Wir halten die Mahnwache vor dem Roten Rathaus ab. Dort können sich wohnungslose Menschen, mit und ohne Migrations- oder Fluchtgeschichte, über unser offenes Mikrofon öffentlich über ihre Sorgen und Nöte äußern. Bestenfalls kommt ihre Kritik auch direkt bei den Politikerinnen und Politikern an. Uns geht es darum, dass diese nicht stellvertretend von Beratern, sondern von den Betroffenen selbst erfahren, was deren Bedarf ist. Sie müssen erkennen, wie dringlich ihr Anliegen ist.

Wir protestieren dagegen, dass rund 50.000 Menschen in Berlin in entrechtenden, zwangsgemeinschaftlichen Massen- und Notunterunterkünften untergebracht sind. Die meisten von ihnen werden frühmorgens wieder auf die Straße geschickt, müssen sich also auch in diesem Winter trotz der Kälte draußen aufhalten. Die Bezirke sollten Leerstand beschlagnahmen, um zu verhindern, dass Menschen auf der Straße sterben.

Wie viele Menschen ohne Obdach sind in diesem Winter bereits an der Kälte gestorben?

Unserer Kenntnis nach haben bislang bundesweit mindestens schon sechs Menschen auf Grund der Kälte auf der Straße ihr Leben verloren. Von vielen erfährt man gar nichts, sie verschwinden einfach in der Anonymität. Kürzlich wurde ein toter obdachloser Mann in Berlin neben einem brennenden Zelt aufgefunden. Was die Umstände seines Todes sind, konnte noch nicht geklärt werden. Dabei könnte es sich auch um einen Überfall handeln.

Wie sollen es Obdachlose schaffen, an den Aktionstagen politisch aktiv zu sein? Sind sie doch damit beschäftigt, ihr Überleben zu organisieren.

In der Tat ist es nicht einfach, diese Menschen zu mobilisieren. Täglich aufs Neue gilt es zu organisieren: Wo kann ich nachts schlafen, wo gibt es Essen, wo ist eine Toilette zu finden? Rund 50 Menschen kommen zeitweise zum Protest zusammen. Die Wohnungslosen-Stiftung hat etwa 20 prekär Lebende aus der ganzen Republik eingeladen, darunter ehemals Obdachlose oder von Wohnungslosigkeit bedrohte Menschen, zum Beispiel aus Bayern oder NRW. Sie erhielten ein Zugticket nach Berlin. Weil wir die Mahnwache seit fünf Jahren machen, hat sich unser Protest auch in der Stadt durch Mundpropaganda herumgesprochen. Vielfach engagieren sich Menschen, die schon stabiler sind und sich für andere engagieren wollen. Vielleicht auch, weil sie selbst Hilfe in einer Zeit erfuhren, als es ihnen schlecht ging.

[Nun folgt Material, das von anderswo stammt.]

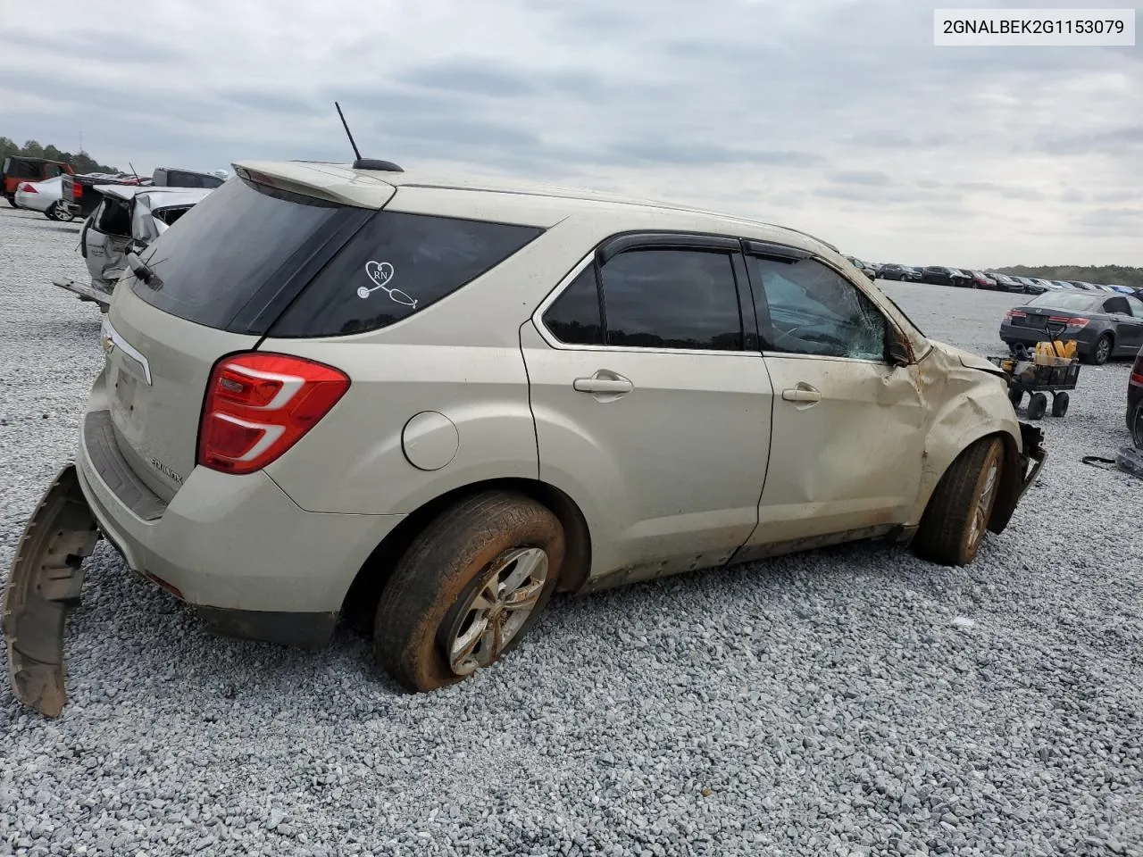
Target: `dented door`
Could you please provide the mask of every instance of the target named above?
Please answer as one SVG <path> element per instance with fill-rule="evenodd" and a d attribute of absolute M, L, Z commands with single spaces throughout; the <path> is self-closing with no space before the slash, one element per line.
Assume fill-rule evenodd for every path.
<path fill-rule="evenodd" d="M 914 369 L 794 354 L 766 365 L 774 427 L 750 544 L 905 521 L 924 451 Z"/>

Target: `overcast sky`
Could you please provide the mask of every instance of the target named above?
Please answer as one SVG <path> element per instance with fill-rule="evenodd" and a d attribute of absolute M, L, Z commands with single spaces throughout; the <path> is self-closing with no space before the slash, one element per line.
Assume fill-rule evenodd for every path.
<path fill-rule="evenodd" d="M 693 202 L 876 262 L 1143 265 L 1143 47 L 933 46 L 934 6 L 1037 5 L 56 0 L 3 16 L 0 135 L 139 173 L 346 160 L 337 98 L 406 169 Z"/>

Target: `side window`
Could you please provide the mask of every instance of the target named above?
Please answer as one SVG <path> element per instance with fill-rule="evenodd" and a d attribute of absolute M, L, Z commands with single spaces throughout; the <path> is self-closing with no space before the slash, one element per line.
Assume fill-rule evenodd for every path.
<path fill-rule="evenodd" d="M 568 345 L 602 345 L 596 266 L 588 265 L 544 313 L 544 326 Z"/>
<path fill-rule="evenodd" d="M 814 259 L 752 256 L 766 347 L 793 354 L 884 360 L 886 320 L 857 287 Z M 768 307 L 768 320 L 761 305 Z"/>
<path fill-rule="evenodd" d="M 600 269 L 613 346 L 741 351 L 742 319 L 726 253 L 628 250 Z"/>

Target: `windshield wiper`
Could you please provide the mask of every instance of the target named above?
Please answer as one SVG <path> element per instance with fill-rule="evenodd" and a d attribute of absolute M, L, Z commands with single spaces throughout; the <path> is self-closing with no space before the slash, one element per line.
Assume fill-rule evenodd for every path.
<path fill-rule="evenodd" d="M 159 279 L 159 275 L 136 254 L 127 254 L 127 266 L 147 288 L 157 290 L 162 288 L 162 280 Z"/>

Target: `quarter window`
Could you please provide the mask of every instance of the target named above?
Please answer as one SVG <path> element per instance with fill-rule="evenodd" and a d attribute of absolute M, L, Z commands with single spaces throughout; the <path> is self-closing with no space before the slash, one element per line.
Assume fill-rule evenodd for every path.
<path fill-rule="evenodd" d="M 768 350 L 885 359 L 885 317 L 841 274 L 814 259 L 754 256 L 750 266 L 762 290 L 759 327 Z"/>
<path fill-rule="evenodd" d="M 569 345 L 604 344 L 594 265 L 588 265 L 547 307 L 544 325 L 557 339 Z"/>
<path fill-rule="evenodd" d="M 629 250 L 609 259 L 600 273 L 608 345 L 742 350 L 728 254 Z"/>
<path fill-rule="evenodd" d="M 633 249 L 591 264 L 544 325 L 570 345 L 743 350 L 732 256 L 713 250 Z"/>

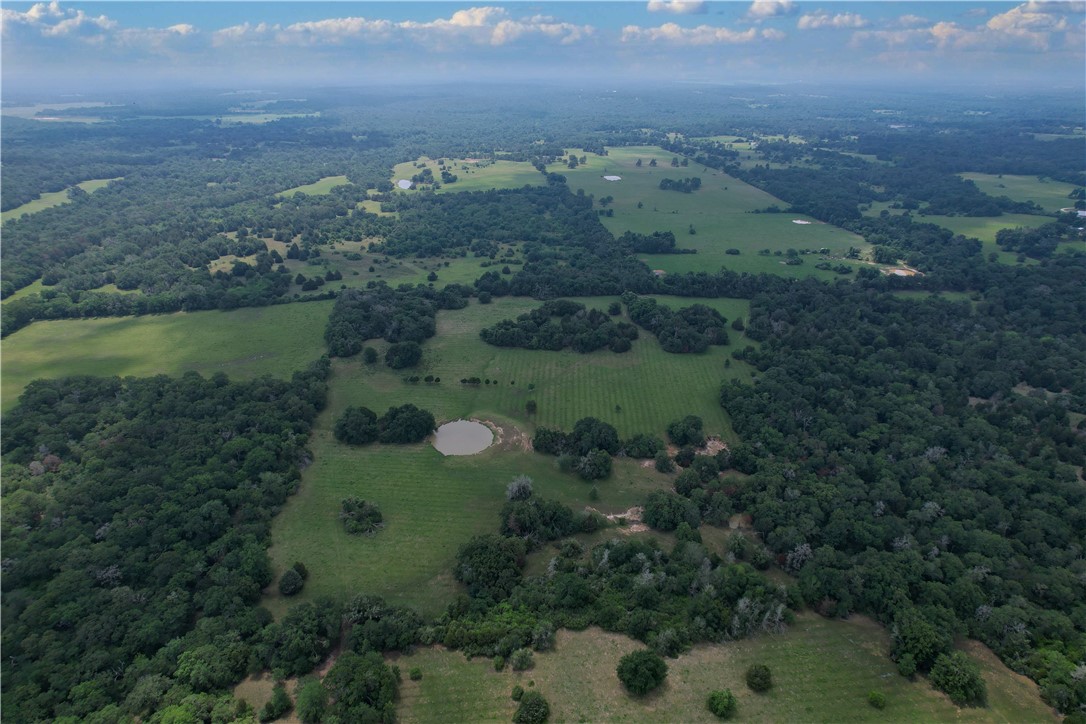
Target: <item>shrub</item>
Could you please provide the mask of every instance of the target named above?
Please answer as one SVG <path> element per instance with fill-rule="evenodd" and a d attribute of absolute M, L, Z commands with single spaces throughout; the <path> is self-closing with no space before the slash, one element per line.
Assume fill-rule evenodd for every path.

Hat sich in Berlin in den vergangenen Jahren etwas zum Positiven verändert?

Es gibt einige Unterkünfte mehr, die täglich rund um die Uhr öffnen. Obdachlosigkeit soll bis 2030 abgeschafft sein. Die Armutsindustrie zu stärken und mehr Geld für menschenunwürdige Unterkünfte auszugeben, reicht nicht. Die Menschen brauchen Wohnungen. Das »Housing first«-Projekt läuft, jedoch zu langsam, um alle Wohnungslosen mit einer Wohnung zu versorgen. Wenn zugleich mit Verweis auf das Allgemeine Sicherheits- und Ordnungsgesetz das Ordnungsamt oder die Polizei Obdachlose mit Platzverweisen aus der Innenstadt vertreiben und kriminalisieren, ist das inakzeptabel. Im Fall vom Alexanderplatz wird von einem »kriminalitätsbelasteten Ort« gesprochen. Aus unserer Sicht machen die profitorientierten Immobilienakteure, die mit Wohnungen spekulieren, ganz Berlin zu einem solchen Ort. Sie vertreiben die ansässige Bevölkerung, um Platz für Superreiche zu schaffen.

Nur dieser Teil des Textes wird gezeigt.